Unser Weihnachtsgottesdienst

von Rahel Fröse am 30. Dezember 2015

Am 25. 12. feierten wir hier in unserer kleinen Stadt einen Gottesdienst zu Ehren des Geburtstagskindes - Jesus! Es war wohl der erste größere Gottesdienst dieser Art in dieser Stadt seit einer sehr, sehr langen Zeit. Schon seit Tagen hängt ein dichter Nebel über unserer gesamten Region, und dennoch sah ich den Himmel ein wenig geöffnet, als gut 40 Menschen, groß und klein, in unserem schön dekorierten Fitnessraum zusammen saßen.

Es waren ungefähr 20 Gläubige aus unserer Nachbarstadt gekommen, in der es schon eine kleine Gemeinde gibt. Einige von ihnen waren das erste Mal in unserer Stadt, obwohl diese gerade mal 35 Minuten mit dem Auto entfernt ist. Es war für uns kleine Schar an Gläubigen hier eine große Ermutigung, mit diesen Geschwistern zu feiern.

Und noch ermutigender war es, dass sich einige Menschen von hier einladen ließen. Da war unser lieber Nachbar von unten und Rrushes Bruder. (Rrushe selbst bot sich an, auf unsere Kids aufzupassen in dieser Zeit, was mich wiederum freisetzte, um mich ganz um unsere Gäste zu kümmern. - Sie verschob extra das traditionelle Baklava - Backen, um mich unterstützen zu können.) Es kamen ganze Familien und Ehepaare und zwei Frauen, die sonst zum Sport machen in diese Räumlichkeiten kommen.

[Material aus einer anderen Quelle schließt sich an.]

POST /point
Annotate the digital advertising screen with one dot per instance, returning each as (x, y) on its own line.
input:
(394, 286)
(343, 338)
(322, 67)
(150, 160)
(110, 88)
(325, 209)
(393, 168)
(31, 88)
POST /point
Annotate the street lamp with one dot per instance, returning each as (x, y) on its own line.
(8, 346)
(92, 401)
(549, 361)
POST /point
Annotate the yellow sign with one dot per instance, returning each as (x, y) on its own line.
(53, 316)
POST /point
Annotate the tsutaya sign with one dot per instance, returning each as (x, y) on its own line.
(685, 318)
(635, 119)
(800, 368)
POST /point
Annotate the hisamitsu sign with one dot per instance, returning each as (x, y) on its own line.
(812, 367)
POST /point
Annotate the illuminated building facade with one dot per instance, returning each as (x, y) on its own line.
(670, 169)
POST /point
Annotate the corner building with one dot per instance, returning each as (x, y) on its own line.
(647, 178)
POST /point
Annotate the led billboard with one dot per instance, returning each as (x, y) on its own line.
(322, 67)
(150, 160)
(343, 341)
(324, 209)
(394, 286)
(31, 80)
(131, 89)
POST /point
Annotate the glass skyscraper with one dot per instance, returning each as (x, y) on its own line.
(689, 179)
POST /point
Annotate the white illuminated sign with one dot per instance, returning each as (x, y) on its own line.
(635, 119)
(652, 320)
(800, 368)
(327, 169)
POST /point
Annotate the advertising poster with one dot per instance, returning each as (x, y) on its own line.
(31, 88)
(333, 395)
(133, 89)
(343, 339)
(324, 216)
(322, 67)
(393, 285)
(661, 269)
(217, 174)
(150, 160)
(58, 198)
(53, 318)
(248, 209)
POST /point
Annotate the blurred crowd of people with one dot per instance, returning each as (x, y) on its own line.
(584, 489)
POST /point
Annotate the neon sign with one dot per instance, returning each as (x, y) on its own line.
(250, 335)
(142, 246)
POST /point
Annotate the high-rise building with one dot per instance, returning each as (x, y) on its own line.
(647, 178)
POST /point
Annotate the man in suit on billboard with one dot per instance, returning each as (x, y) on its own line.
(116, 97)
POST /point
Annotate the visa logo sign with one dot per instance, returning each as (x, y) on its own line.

Die Stühle reichten genau. Alle fanden einen Platz. Nach einer viertel Stunde Verspätung kam auch der Lobpreisleiter. Er musste wegen dem starken Nebel sehr langsam fahren und kam gerade aus der Hauptstadt. Doch die Atmosphäre war gut. Mit kräftigen Stimmen hörten unsere Freunde hier wohl das erste Mal, wie live Weihnachtslieder gesunden werden.

Danny hatte sich intensiv auf seine erste Predigt in albanisch vor einer größeren Menschenmenge vorbereitet. In unserem Wohnzimmer zu kleineren Gottesdiensten hat er schon öfter gepredigt. Er leitete durch das Programm und nach einem tollen Zeugnis von einer Frau aus der Nachbarstadt, fing er an.

“Fürchtet euch nicht!
Denn siehe, ich verkündige euch große Freude,
die für das ganze Volk sein wird.
Denn euch ist heute ein Retter geboren,
der ist Christus, der Herr.” (Lukas 2,10–11)

Danny sprach von dieser großen Freude und von diesem Kind, das geboren wurde und auch heute noch für uns große Bedeutung hat.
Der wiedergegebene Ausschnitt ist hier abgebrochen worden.